一応、邦画劇場

過去の自分、現在の自分、そして未来の自分に向き合う映画鑑賞

ジュブナイル

私的評価★★★★★★★★★☆

ジュブナイル [DVD]

 (2000日本)

 ぼくたちは、その夏がどんなに重要になるかなんて、思っても見なかった…

 2000年夏、町内会の林間学校に来ていた坂本祐介(遠藤雄弥くん)・木下岬(鈴木杏さん)・松岡俊也(YUKIくん)・大野秀隆(清水京太郎くん)の4人は、森の中に落ちた閃光のあとに駆けつけ、そこでバスケットボールほどの大きさの球形の小型ロボット、テトラと遭遇します。ロボット好きの祐介に引き取られたテトラは、彼の部屋の押入れの中で、金属パーツを組み合わせてボディを強化すると、次に町の古びた電気店でタイムマシーンの研究をしている天才物理学者・神崎宗一郎(香取慎吾くん)のパソコンを借り、インターネットから膨大な知識を吸収し始めました。そのころ、地球の上空10万キロに巨大な宇宙船の一団が接近しており、太平洋上にも一辺が6キロもある巨大な三角錐が出現していました。そして、祐介たちの街にも、一晩中電気屋の店先でテレビを見ている謎の女の姿が目撃されるようになっていたのです。やがて謎の女の正体が、惑星改造のために地球から海を奪いに来たボイド星人であり、彼らが自分たちの計画実行の邪魔になるテトラを探していることが分かりました。ボイド星人は岬を誘拐し、祐介たちにテトラと交換することを要求してきました。祐介たちは、岬を、そして地球を救えるのでしょうか!?


 公開当時は、ビジュアル・エフェクトの専門だった山崎貴さんの初監督作品ということで、ハリウッド映画並みのVFXを駆使したSFファンタジーとして大々的に宣伝されました。確かに特撮のできばえは、スターウォーズにも引けをとらないといえるほど、よくできていると思います。しかし、本作は、実は特撮以外のドラマ部分が、とてもステキなんです。林間学校の草原や森の様子、港町の祐介たちの生活空間、神崎ラジオ店の味わい深い佇まい、そのどれもが美しい映像で描かれているのです。そして、なにより特筆すべきは、タイトルどおりの“ジュブナイル(少年期の〜)”すなわち、4人の子どもたちの、屈託のない生き生きとした夏休みの過ごし方が、見ていて本当に「ああ、なんかイイよな。子どものころの夏休みって、何があるか分かんないけど、ワクワクしたよな」という共感を呼び覚ますのです。
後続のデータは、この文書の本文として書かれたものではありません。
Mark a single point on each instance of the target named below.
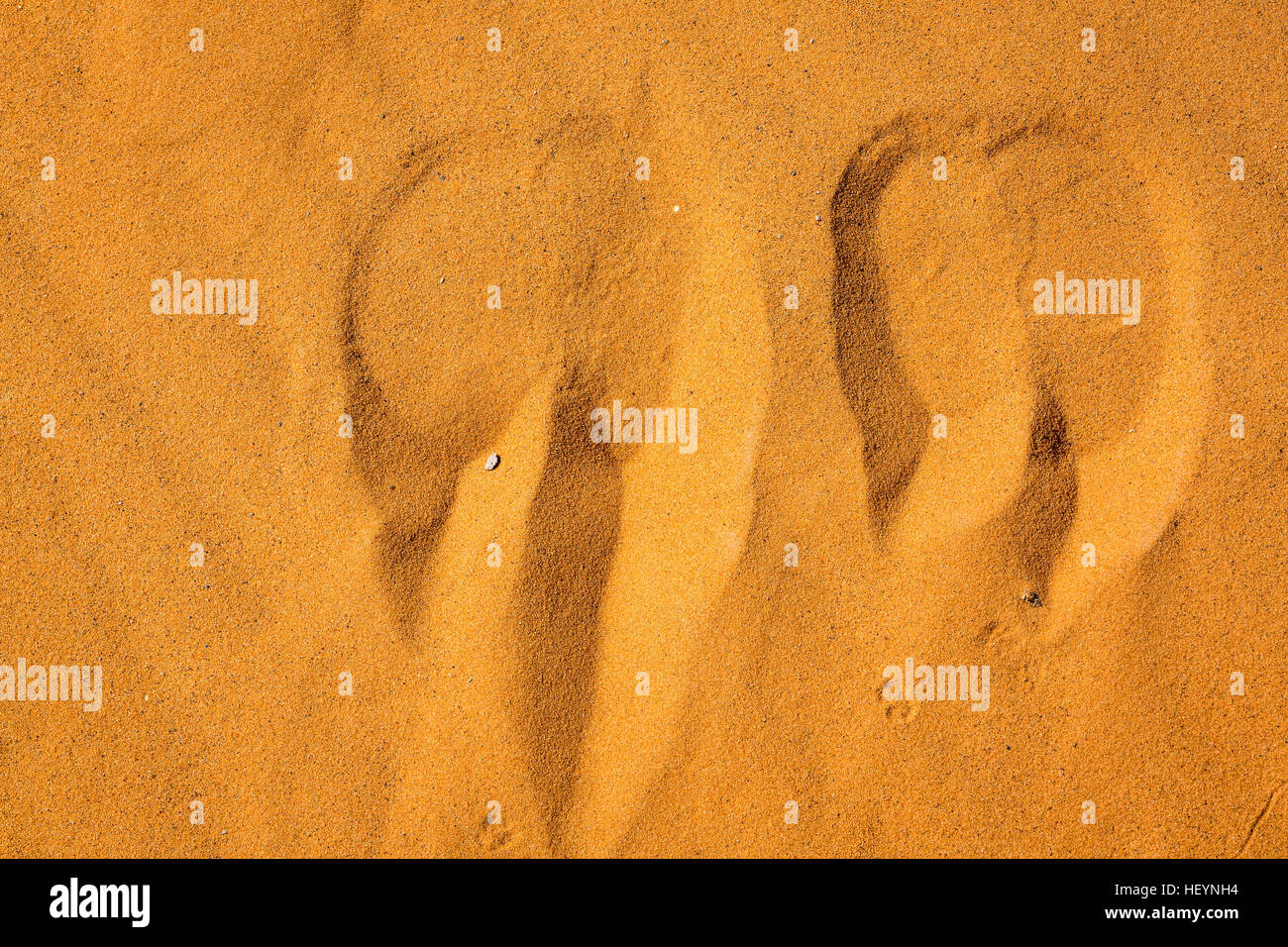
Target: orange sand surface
(331, 622)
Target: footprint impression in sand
(1017, 331)
(503, 296)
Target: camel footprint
(1017, 331)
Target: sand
(432, 613)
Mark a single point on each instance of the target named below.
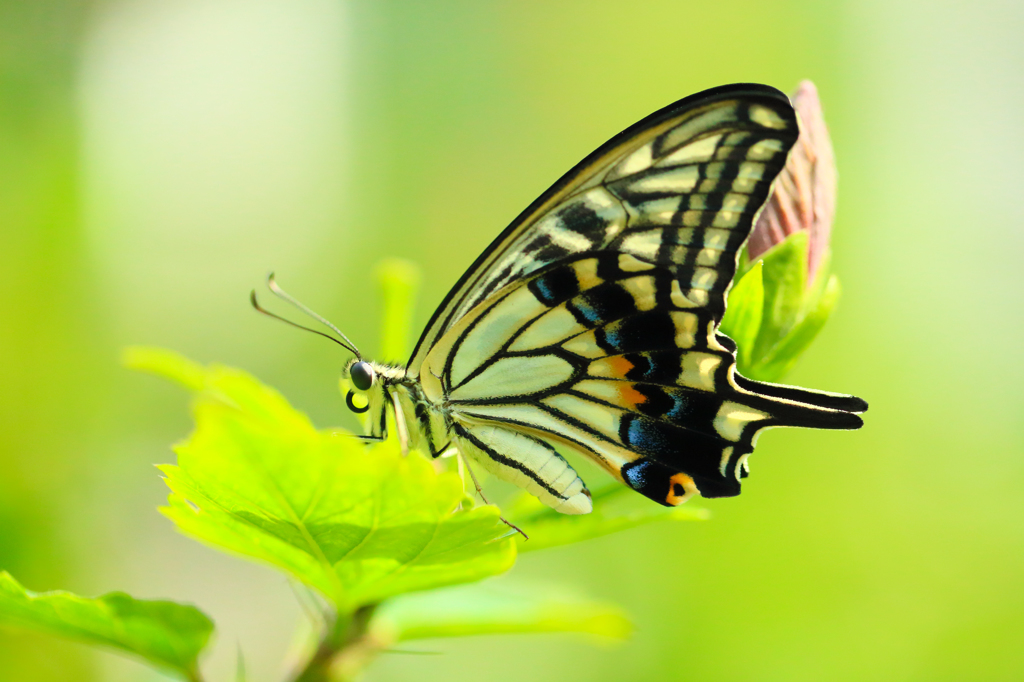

 こうして、4人の子どもたちのドラマを丁寧に描いて見せるからこそ、すばらしい特撮も違和感なくピタッと収まって見えるのではないか、そんな気がします。そうなんです。特撮部分とドラマ部分のつなぎに、まったく違和感を感じさせないのです。だから、ファンタジーの部分にもすんなり素直にのめり込み、興奮してしまっていたのです。実写でこういう映画ができるなんて、ちょっと感動ですよね。ハリウッド映画なんかより、だんぜんスキですよ。

 エンドクレジットに“for Mr.Fujiko・F・Fujio”って出てるんです。なんでか、ってぇのは、作品を見た方には「ああ、なるほどね」と分かるかな? ま、ひとつ言えるのは、蛇足なんじゃないかと危惧したラストの2020年のエピソードまでも、とってもステキな仕上がりだったということです。ちょっと泣けましたよ。心がピュアになる、そんなステキなファンタジーです。山下達郎さんのテーマ曲も胸にしみてイイですよね。

 あだしごとです。2020年の岬役の緒川たまきさん、どっかで見たことあると思ったら、ガセビアの沼で「うそつき」って言ってくれるお姉さんでした。キレイな方です。でも、一番この映画で輝いて見えたのは、撮影当時小学6年生だった鈴木杏ちゃんでしょう。彼女の笑顔は画面からこぼれそうなほど、とっても自然で可愛かったです。